The words strike sharper than I want them to. “My name is Veyra,” I snap, forcing my voice past the tightness in my chest.
“Your name is whatever I decide it is.” He tosses the discarded towel over a chair, then draws it closer and sits, facing me directly. “You’re the champion’s ward now. The champion’s property. The sooner you accept that, the easier this will be.”
“The champion’s ‘property’ for what?” The words tear out before I can stop them.
He leans forward, resting his elbows on his knees, the lamplight catching the layered browns of his eyes. “You connected with an ashblood,” he says. “One of the most volatile, lethal breeds in the Ironhold. It should’ve torn you apart.”
The chamber feels suddenly smaller. A connection like that isn’t something to admit—it’s something they execute you for. Nothing about it should be useful.
I force my voice steady, though my pulse thrums like a trapped bird. “Yet it didn’t.”
“No.” His eyes narrow slightly. “It responded to you. Which means it saw something in you worth responding to.” He tilts his head, studying me. “That’s troubling… for you. But interesting, for me. And rare. Very rare.”
“Interesting?” I echo, wary. “Elaborate.”
“Dragons don’t hesitate,” he says flatly. “They kill, or they die. That’s the law of the pit. Yet it spared you. You did something no other recruit has managed.”
The memory surges—molten eyes, searing heat, the air crackling between us. My pulse stumbles.
“I just didn’t want to die.”
“Is that why you bowed?” His voice lowers. “Out of fear?”
“As opposed to what? Dying gloriously for the empire’s amusement?”
The corner of his mouth twitches—not a smile, something darker. “You’ve got a mouth on you for someone clinging to life by a thread.”
“Dying tends to make me irritable.”
“Good.” The word comes out a growl. “You’ll need that spirit for what comes next.”
A chill ripples through me. “And what exactly is that?” My eyes narrow. “What possible use am I to a champion?”
He studies me in silence, long enough to make my skin prickle. Then: “The Emperor’s Tournament begins in less than three weeks.”
My chest tightens at the name. Everyone in Thalyris knows it. Not the common games—brutal enough on their own—but the grand spectacle that comes once every five years. Champions from every province.

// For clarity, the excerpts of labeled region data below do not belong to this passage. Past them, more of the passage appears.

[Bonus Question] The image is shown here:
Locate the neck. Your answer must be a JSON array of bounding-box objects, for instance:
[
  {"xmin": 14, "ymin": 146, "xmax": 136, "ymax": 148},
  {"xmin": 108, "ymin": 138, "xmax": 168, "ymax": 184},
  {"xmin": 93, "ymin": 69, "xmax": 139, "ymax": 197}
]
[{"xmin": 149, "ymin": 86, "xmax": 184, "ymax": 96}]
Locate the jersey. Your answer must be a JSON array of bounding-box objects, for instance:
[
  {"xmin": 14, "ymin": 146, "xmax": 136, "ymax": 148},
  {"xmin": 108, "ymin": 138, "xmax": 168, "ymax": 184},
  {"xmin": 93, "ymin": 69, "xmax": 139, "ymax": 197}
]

Lethal ordeals across multiple stages. A bloodletting masquerading as glory.
“And?” I press, though I already dread the answer.
“And I intend to win it,” he says simply, as if declaring that night will follow day. “But to win, I need—no, I want—an edge. Something no other champion has.”

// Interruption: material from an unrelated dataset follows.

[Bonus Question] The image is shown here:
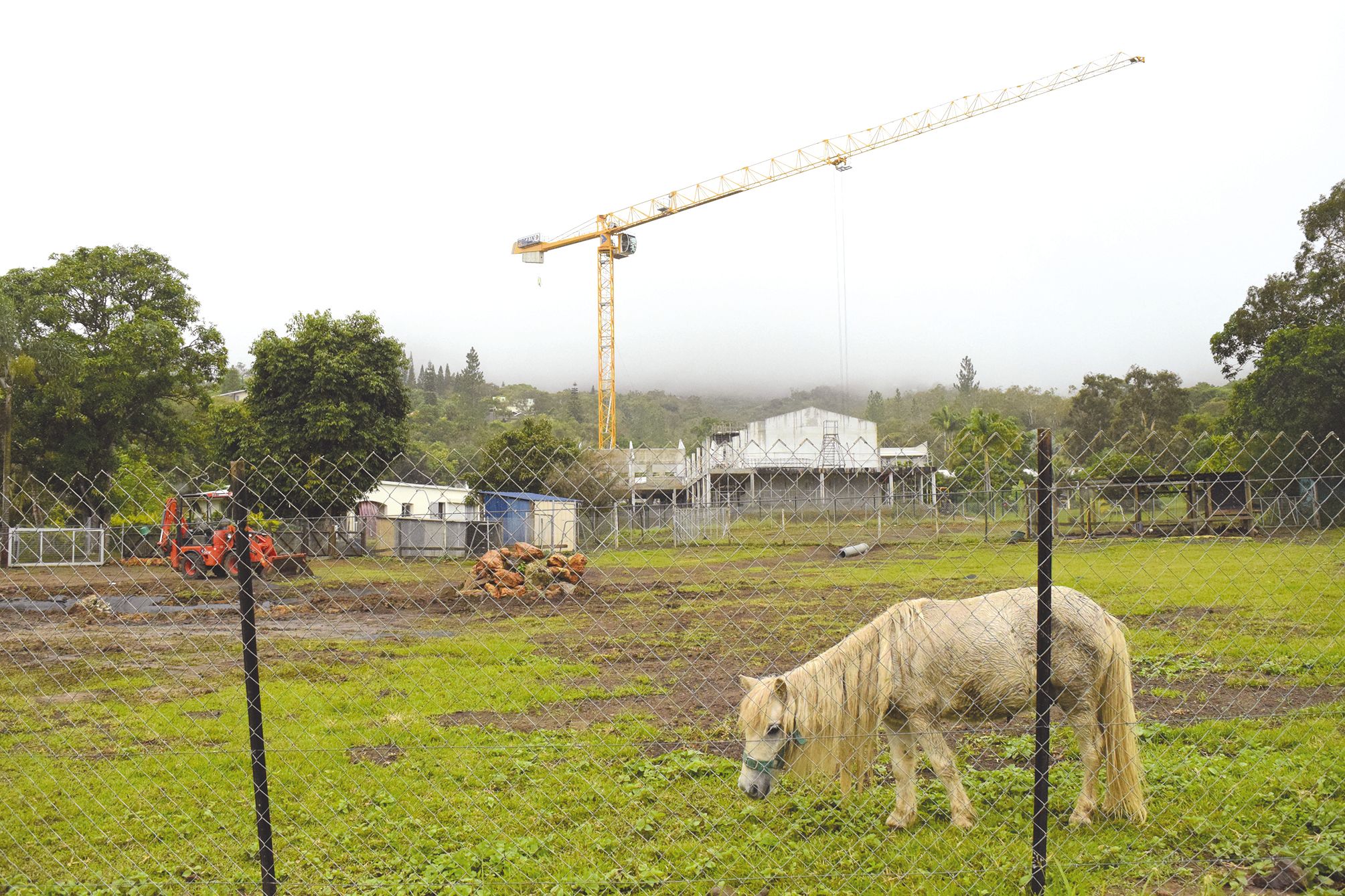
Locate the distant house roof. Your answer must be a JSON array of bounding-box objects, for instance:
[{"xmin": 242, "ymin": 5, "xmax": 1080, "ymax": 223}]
[{"xmin": 481, "ymin": 492, "xmax": 580, "ymax": 504}]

He rises from the chair and closes the space between us, until he stands at the edge of the bed.
Understanding hits, cold and bitter. “Me,” I whisper. “Or rather, whatever you think I did with that dragon.”
“Precisely.” His honesty is knife-sharp, unflinching.

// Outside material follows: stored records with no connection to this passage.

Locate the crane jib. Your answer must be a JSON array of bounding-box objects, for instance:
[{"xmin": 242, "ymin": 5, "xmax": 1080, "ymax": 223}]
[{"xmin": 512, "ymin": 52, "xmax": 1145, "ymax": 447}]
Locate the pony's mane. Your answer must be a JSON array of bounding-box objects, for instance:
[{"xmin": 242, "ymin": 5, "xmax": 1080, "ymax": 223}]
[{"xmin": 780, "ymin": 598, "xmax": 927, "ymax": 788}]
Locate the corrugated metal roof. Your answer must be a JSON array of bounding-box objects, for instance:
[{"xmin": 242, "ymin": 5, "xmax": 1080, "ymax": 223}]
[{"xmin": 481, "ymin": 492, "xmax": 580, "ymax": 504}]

I bark a laugh, harsh and painful in my chest. “You’re insane. I didn’t do anything. The dragon was chained, disoriented. It was coincidence.”
“Was it?” He leans closer, shadows from the lamplight cutting across the ridges of his face. I inch back instinctively. His voice drops to a blade’s edge. “Then why did you bow to it? Why offer respect when every instinct should have told you to fight? To run?”
“I trusted myself,” I snap, forcing my gaze to hold his. “Something told me not to fight. That’s all.”
“Something told you,” he echoes, as though testing the weight of the words. His expression darkens into thought, calculating and unnerving. “That’s exactly my point. You have an instinct for dragons few others do. And I want it.”